植物としてのホップはアサ科(Cannabaceae)の植物で、歴史的にビールに使用されてきたホップは Humulus lupulus という学名で呼ばれる種に分類されています。
植物学の世界では、1859年に出版されたダーウィンの「種の起源」以降、植物の見た目や形態などの類似性をもとに理論的に植物の分類を整理してきました。
ドイツのエングラー(Adolf Engler)の学説を引き継いだ「新エングラー体系」や、クロンキスト(Arther Cronquist)が1988年に発表した「クロンキスト体系」といった20世紀における植物分類の大家によって構築された分類体系があります。
近年、遺伝子を分析する技術が確立され、DNAやRNAの塩基配列を解析することで実証的に植物の系統樹をつくるAPG(Angiosperm Phylogeny Group)=被子植物系統研究グループの「APG植物分類体系」に移行しつつあります。
APGの成果をもとにした分類体系は1998年に「APG System」発表され、2003年に「APG II」、2009年に「APG III」として改訂版が発表されています。
THE ANGIOSPERM PHYLOGENY GROUP. 2009.
“An update of the Angiosperm Phylogeny Group classification for the orders and families of flowering plants: APG III”
ホップも旧来の体系では、イラクサ目(Urticales)のアサ科(Cannabaceae)に分類されていましたが、APG植物分類体系ではバラ目(Rosales)のアサ科として分類されるようになっています。
もともとは新エングラー体系のクワ科(Moraceae)に分類されていましたが、クロンキスト体系においてアサ科としてアサ属(Cannabis)とカラハナソウ属(Humulus)が分離されました。
APG植物分類体系ではニレ科(Ulmaceae)のエノキ属(Celtis)や、ムクノキ属(Aphananthe)などもアサ科として整理され、10種類の属が含まれるようになりました。

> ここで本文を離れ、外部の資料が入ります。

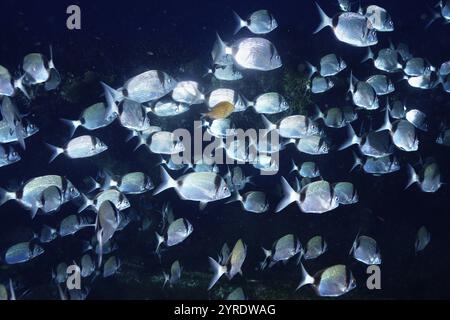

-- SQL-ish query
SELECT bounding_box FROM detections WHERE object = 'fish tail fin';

[260,114,277,132]
[289,159,299,174]
[155,232,164,256]
[225,191,242,204]
[425,8,441,29]
[14,76,30,100]
[202,65,213,78]
[361,47,374,63]
[0,187,15,207]
[313,2,332,34]
[60,119,81,138]
[48,45,56,70]
[162,272,170,289]
[339,125,361,151]
[260,247,272,270]
[77,193,94,213]
[348,70,355,94]
[405,164,419,190]
[232,10,247,35]
[213,33,231,65]
[376,107,393,132]
[96,229,103,268]
[100,81,123,104]
[86,176,101,193]
[207,257,227,290]
[153,167,177,196]
[14,122,26,150]
[296,262,315,291]
[102,83,119,121]
[275,177,299,213]
[312,104,324,121]
[45,143,64,163]
[305,61,318,79]
[350,152,363,172]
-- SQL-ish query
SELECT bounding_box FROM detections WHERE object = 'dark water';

[0,0,449,299]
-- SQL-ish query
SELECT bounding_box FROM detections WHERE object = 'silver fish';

[156,218,193,253]
[352,153,400,175]
[262,114,320,139]
[61,102,118,138]
[415,226,431,253]
[251,92,290,114]
[340,125,395,158]
[388,99,406,119]
[103,256,120,278]
[296,135,331,155]
[206,88,248,112]
[102,70,177,103]
[171,81,205,105]
[349,73,379,110]
[436,127,450,146]
[298,263,356,297]
[205,118,237,138]
[307,53,347,77]
[221,37,282,71]
[4,242,44,264]
[22,53,50,84]
[333,182,358,205]
[53,262,69,284]
[80,189,130,213]
[0,119,38,147]
[276,178,338,214]
[364,5,394,32]
[39,225,58,243]
[406,160,442,193]
[304,235,327,260]
[309,76,334,94]
[291,160,321,178]
[392,120,419,152]
[59,214,94,237]
[314,3,378,47]
[364,47,402,73]
[150,98,190,117]
[149,131,185,155]
[404,57,435,77]
[227,191,269,213]
[0,175,79,218]
[163,260,182,288]
[261,234,303,269]
[0,65,16,97]
[366,74,395,95]
[47,135,108,162]
[233,10,278,35]
[119,100,152,131]
[97,200,121,244]
[80,254,95,278]
[40,186,63,214]
[405,109,427,131]
[111,172,154,194]
[154,168,231,208]
[208,239,247,290]
[350,234,382,265]
[314,106,346,128]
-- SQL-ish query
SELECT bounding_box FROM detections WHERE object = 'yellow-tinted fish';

[203,101,235,119]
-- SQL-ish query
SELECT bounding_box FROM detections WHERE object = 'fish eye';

[12,151,17,157]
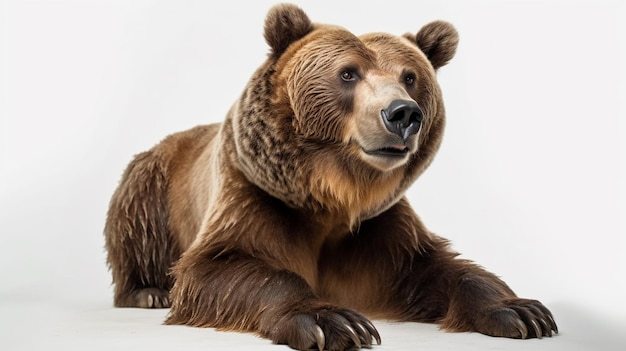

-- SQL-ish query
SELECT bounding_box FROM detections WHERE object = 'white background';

[1,0,624,350]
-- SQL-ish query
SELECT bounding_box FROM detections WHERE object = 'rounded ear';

[404,21,459,70]
[264,3,313,56]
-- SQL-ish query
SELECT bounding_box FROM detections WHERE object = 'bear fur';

[104,3,557,350]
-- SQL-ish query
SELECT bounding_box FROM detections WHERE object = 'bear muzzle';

[355,99,422,171]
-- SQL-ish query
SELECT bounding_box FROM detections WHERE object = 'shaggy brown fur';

[104,3,557,350]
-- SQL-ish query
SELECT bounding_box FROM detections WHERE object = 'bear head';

[230,3,458,225]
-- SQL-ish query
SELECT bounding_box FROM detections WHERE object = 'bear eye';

[404,73,416,86]
[340,70,357,82]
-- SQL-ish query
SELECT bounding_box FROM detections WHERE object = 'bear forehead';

[360,32,431,68]
[282,26,429,73]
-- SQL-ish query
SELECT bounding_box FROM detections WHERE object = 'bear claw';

[529,319,541,339]
[313,325,325,351]
[343,323,361,348]
[514,319,528,339]
[543,313,558,335]
[134,288,171,308]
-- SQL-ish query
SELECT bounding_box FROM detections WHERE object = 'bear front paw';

[269,307,381,351]
[478,299,558,339]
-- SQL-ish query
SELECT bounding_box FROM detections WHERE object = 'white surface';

[1,0,624,350]
[1,297,624,351]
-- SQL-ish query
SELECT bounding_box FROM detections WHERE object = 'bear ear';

[404,21,459,70]
[264,3,313,56]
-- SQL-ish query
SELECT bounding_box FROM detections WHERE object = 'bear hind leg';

[104,151,179,308]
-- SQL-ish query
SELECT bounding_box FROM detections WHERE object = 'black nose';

[381,99,423,141]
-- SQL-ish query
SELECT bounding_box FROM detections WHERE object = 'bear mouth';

[365,145,410,157]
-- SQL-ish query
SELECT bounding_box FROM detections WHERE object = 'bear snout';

[381,99,423,142]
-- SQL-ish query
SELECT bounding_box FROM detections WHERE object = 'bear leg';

[166,250,380,350]
[391,249,558,338]
[396,233,558,337]
[332,198,557,339]
[104,151,179,308]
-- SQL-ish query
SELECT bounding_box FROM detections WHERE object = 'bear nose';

[381,99,423,141]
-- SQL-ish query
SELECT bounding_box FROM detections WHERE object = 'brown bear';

[104,3,557,350]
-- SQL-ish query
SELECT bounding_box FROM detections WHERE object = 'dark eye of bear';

[404,73,416,86]
[340,71,357,82]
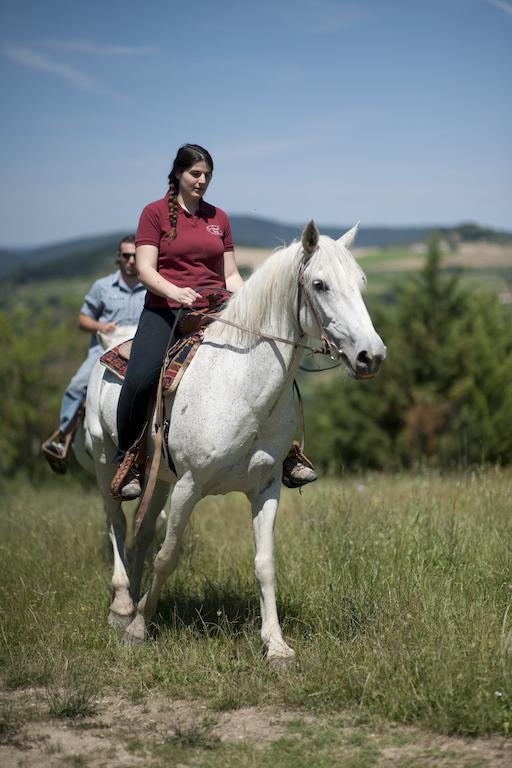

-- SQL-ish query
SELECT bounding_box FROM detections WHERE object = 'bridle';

[193,250,339,361]
[296,255,343,362]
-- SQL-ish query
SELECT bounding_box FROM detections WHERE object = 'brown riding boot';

[111,450,143,500]
[119,467,142,500]
[282,441,318,489]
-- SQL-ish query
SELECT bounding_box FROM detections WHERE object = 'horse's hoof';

[267,652,297,670]
[108,610,133,630]
[122,630,145,646]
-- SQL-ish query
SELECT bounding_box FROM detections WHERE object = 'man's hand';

[98,321,118,334]
[168,286,202,307]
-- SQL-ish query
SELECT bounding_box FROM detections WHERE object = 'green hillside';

[2,218,510,288]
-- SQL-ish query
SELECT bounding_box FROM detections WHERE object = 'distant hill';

[229,218,512,249]
[0,233,125,281]
[1,217,510,284]
[229,216,435,249]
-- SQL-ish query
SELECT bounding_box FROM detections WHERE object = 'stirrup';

[41,430,71,475]
[41,402,85,476]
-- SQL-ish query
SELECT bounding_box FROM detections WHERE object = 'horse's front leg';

[129,479,171,605]
[250,480,295,661]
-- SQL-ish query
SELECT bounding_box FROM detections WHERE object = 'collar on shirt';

[176,198,208,220]
[112,270,145,293]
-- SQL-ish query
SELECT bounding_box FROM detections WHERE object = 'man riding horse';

[41,235,146,473]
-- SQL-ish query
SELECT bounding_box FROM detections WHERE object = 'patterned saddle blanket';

[100,332,203,394]
[100,297,227,393]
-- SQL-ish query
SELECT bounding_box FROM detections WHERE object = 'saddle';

[100,297,227,393]
[107,298,227,503]
[100,333,202,393]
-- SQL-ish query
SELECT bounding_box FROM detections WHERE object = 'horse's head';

[298,221,386,379]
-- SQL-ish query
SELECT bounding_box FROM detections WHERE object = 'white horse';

[73,325,138,476]
[84,221,386,660]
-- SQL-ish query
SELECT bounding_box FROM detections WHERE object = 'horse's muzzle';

[348,343,386,379]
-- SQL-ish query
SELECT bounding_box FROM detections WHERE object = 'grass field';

[1,470,512,757]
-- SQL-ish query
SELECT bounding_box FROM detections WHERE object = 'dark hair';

[166,144,214,240]
[117,234,135,253]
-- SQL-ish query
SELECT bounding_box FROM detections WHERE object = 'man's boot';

[282,441,318,488]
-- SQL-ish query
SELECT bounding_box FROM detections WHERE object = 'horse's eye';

[312,279,328,292]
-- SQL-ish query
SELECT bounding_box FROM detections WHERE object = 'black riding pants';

[116,305,184,456]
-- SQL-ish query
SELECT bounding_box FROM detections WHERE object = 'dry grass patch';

[1,689,511,767]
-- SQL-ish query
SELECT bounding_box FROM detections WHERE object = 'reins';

[190,309,329,355]
[191,259,337,359]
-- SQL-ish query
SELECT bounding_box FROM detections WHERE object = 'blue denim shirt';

[80,271,146,349]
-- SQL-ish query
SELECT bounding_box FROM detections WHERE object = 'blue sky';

[1,0,510,246]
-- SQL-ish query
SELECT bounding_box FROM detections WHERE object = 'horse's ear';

[302,220,320,258]
[337,222,360,250]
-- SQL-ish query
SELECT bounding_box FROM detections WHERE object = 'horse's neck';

[225,337,304,419]
[217,245,301,346]
[206,250,305,402]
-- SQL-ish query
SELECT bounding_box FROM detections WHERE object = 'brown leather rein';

[191,259,338,359]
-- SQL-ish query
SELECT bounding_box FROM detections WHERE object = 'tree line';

[2,237,512,479]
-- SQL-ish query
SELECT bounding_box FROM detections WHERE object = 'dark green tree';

[305,237,512,471]
[0,307,83,478]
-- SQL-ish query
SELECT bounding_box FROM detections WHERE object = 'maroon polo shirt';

[136,194,234,309]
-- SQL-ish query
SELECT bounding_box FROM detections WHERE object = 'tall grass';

[0,471,511,735]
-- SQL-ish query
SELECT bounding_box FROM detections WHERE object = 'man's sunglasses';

[119,252,136,259]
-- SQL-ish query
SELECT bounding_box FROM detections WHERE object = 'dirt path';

[1,688,511,767]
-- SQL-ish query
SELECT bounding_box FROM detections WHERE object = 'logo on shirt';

[206,224,223,236]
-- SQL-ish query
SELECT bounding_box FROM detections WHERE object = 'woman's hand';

[168,285,202,306]
[136,246,201,305]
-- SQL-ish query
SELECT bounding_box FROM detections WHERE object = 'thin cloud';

[2,44,130,102]
[216,137,310,159]
[484,0,512,15]
[41,39,159,56]
[274,0,369,35]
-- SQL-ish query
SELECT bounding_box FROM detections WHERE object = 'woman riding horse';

[113,143,317,499]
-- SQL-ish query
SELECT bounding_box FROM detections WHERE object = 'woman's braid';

[166,174,179,241]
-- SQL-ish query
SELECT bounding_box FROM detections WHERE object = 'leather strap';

[191,305,328,354]
[192,270,336,359]
[293,380,306,452]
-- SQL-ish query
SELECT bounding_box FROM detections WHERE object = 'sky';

[0,0,510,247]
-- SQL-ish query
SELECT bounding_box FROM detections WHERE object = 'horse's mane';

[207,235,366,347]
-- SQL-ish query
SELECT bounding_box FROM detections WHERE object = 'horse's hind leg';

[123,474,198,644]
[93,440,135,628]
[250,480,295,661]
[107,499,135,628]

カラハナソウ属には3種類の種(Species)があります。
- Humulus lupulus L.
- Humulus japonicus Siebold & Zucc.
- Humulus yunnanensis Hu
植物の種は二名法(binominal nomenclature)というラテン語表記で属名と種名を組み合わせて表現されます。ホップであれば「Humulus lupulus」となります。
その後ろに学名を発表した命名者を付与することがあり、「L.」はカール・フォン・リンネ(Carl von Linné)、「Zucc.」はヨーゼフ・ゲアハルト・ツッカリーニ(Josepf Gerhard Zuccarini)の略語になります。

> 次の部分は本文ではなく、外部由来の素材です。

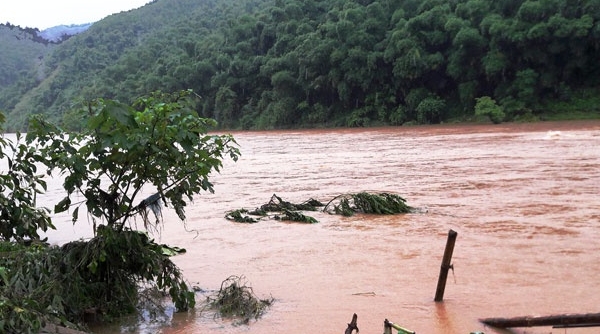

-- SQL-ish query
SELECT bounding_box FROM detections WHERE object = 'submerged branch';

[323,192,413,216]
[225,192,414,223]
[206,275,273,325]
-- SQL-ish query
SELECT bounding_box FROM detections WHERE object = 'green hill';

[1,0,599,131]
[0,24,57,119]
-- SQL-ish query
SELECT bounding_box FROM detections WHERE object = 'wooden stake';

[434,229,457,302]
[344,313,359,334]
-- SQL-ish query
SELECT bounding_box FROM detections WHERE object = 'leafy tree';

[513,68,539,106]
[214,85,238,128]
[27,90,240,232]
[0,225,198,332]
[475,95,505,123]
[0,113,53,242]
[0,89,242,331]
[404,87,430,120]
[416,96,446,124]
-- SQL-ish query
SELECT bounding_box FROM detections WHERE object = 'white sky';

[0,0,151,30]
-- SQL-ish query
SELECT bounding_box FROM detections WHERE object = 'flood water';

[40,121,600,334]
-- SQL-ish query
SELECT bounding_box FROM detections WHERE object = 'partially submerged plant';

[225,194,323,223]
[0,242,70,333]
[60,226,193,317]
[207,275,273,325]
[260,194,323,212]
[225,209,260,223]
[324,192,413,216]
[274,209,319,223]
[1,90,240,330]
[0,228,192,333]
[225,192,413,223]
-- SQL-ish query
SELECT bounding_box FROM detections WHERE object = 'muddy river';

[40,121,600,334]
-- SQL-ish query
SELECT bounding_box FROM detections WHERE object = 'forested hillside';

[1,0,599,131]
[0,24,57,118]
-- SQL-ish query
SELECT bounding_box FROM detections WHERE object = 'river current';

[38,121,600,334]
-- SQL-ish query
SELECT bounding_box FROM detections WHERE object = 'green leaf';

[54,197,71,213]
[105,101,137,127]
[0,267,8,285]
[71,207,79,223]
[87,260,98,274]
[160,245,186,256]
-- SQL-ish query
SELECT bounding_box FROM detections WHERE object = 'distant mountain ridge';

[0,22,90,45]
[39,23,92,42]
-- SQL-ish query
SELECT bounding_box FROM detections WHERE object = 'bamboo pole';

[384,319,416,334]
[480,313,600,328]
[434,229,457,302]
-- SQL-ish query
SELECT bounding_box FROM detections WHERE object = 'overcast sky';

[0,0,151,30]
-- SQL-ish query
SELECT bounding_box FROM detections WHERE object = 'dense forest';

[1,0,599,131]
[0,24,57,120]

Humulus japonicus は日本や中国、台湾などに生息している植物で、カナムグラ(鉄葎)という和名があります。日本でも道端や荒れ地に自生しており、秋の花粉症の一因になっています。
Humulus yunnanensis は中国を中心に生息している植物です。
Humulus lupulus は1978年に、アーネスト・スモール(Ernest Small)により783種類の植物標本をもとに5つの変種(Varieties)に整理されました。
Ernest Small. 1978.
“A numerical and nomenclatural analysis of morpho-geographical taxa of Humulus"
- Humulus lupulus var. cordifolius
- Humulus lupulus var. lupulus
- Humulus lupulus var. lupuloides
- Humulus lupulus var. neomexicanus
- Humulus lupulus var. pubescens
ビールに使用されているホップは、ヨーロッパや西アジアを中心とした北半球一帯に生息している「Humulus lupulus var. lupulus」になります。
ザーツやカスケードなどは、ホップの品種で、数百種類あります。
他の種についても栽培や研究が進められており、Humulus lupulus var. neomexicanus を使用したシエラネバダ(SIERRA NEVADA)の「Harvest Wild Hop IPA」など、実際に製品として使用されている例もあります。
Humulus lupulus var. neomexicanus の雌株と不明種の雄株からうまれたHBC-438といったホップがアメリカで注目を集めています。
国産ホップでも「南部早生」という品種は、Bullionとneomexicanusを交配させた品種になっています。
今後まだまだ未知のフレーバーをうみだすホップが登場することが期待できますね。